American agronomist (1957–2018)

Raymond Ward Arritt (September 19, 1957 – November 14, 2018) was an American agronomist whose research focused on agricultural meteorology. He taught at Iowa State University from 1993 until his death in 2018. At Iowa State, he was responsible for operating the meteorological data repository Iowa Environmental Mesonet.

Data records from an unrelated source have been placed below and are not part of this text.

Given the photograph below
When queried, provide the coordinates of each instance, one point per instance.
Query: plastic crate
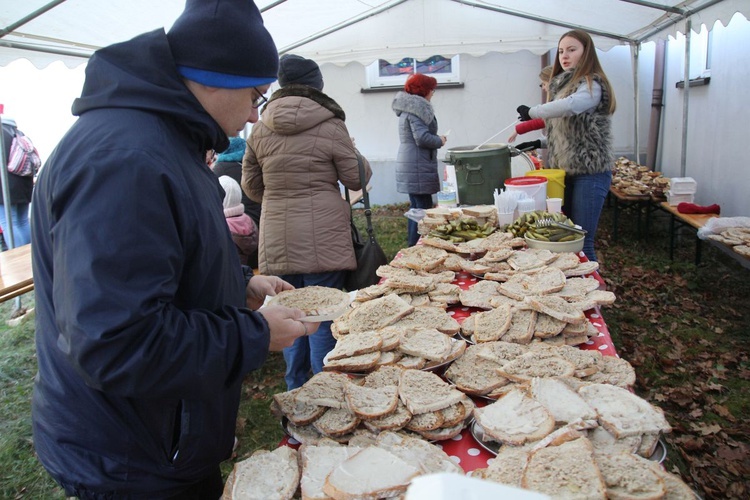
(683, 185)
(675, 199)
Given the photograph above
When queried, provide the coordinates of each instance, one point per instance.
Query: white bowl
(574, 246)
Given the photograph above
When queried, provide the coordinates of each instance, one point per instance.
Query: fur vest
(580, 144)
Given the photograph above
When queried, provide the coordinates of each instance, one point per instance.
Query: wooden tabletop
(695, 220)
(15, 272)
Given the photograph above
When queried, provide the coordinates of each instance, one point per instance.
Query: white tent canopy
(344, 31)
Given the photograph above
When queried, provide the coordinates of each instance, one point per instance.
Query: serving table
(15, 272)
(464, 449)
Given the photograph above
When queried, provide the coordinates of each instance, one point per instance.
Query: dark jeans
(210, 488)
(584, 200)
(417, 201)
(307, 353)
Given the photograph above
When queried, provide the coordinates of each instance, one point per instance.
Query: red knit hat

He was one of three Iowa State faculty who contributed to the fourth (AR4) Intergovernmental Panel on Climate Change (IPCC) assessment report, which led to the IPCC sharing the 2007 Nobel Peace Prize with Al Gore.

==Early life and education==
Arritt was born on September 19, 1957, in Covington, Virginia, to Muriel Louise Smith and Raymond Ward Arritt Sr. He grew up in the Virginia cities of Lynchburg and Richmond. He attended the University of Virginia, at which he earned his B.A. in economics and environmental science in 1979 and his M.S. in environmental science in 1982. In 1985, he received his Ph.D. from Colorado State University, under the supervision of Roger A. Pielke Sr. He then worked as a research associate at the Cooperative Institute for Research in the Atmosphere at Colorado State for three years.

==Academic career==
Arritt took his first academic position at the University of Kansas in 1988. He was an assistant professor in the Department of Physics and Astronomy there until 1993, when he joined the faculty of Iowa State as an associate professor. He became a full professor at Iowa State in 2000. He was a member of the American Geophysical Union, the American Meteorological Society, and the American Society of Agronomy.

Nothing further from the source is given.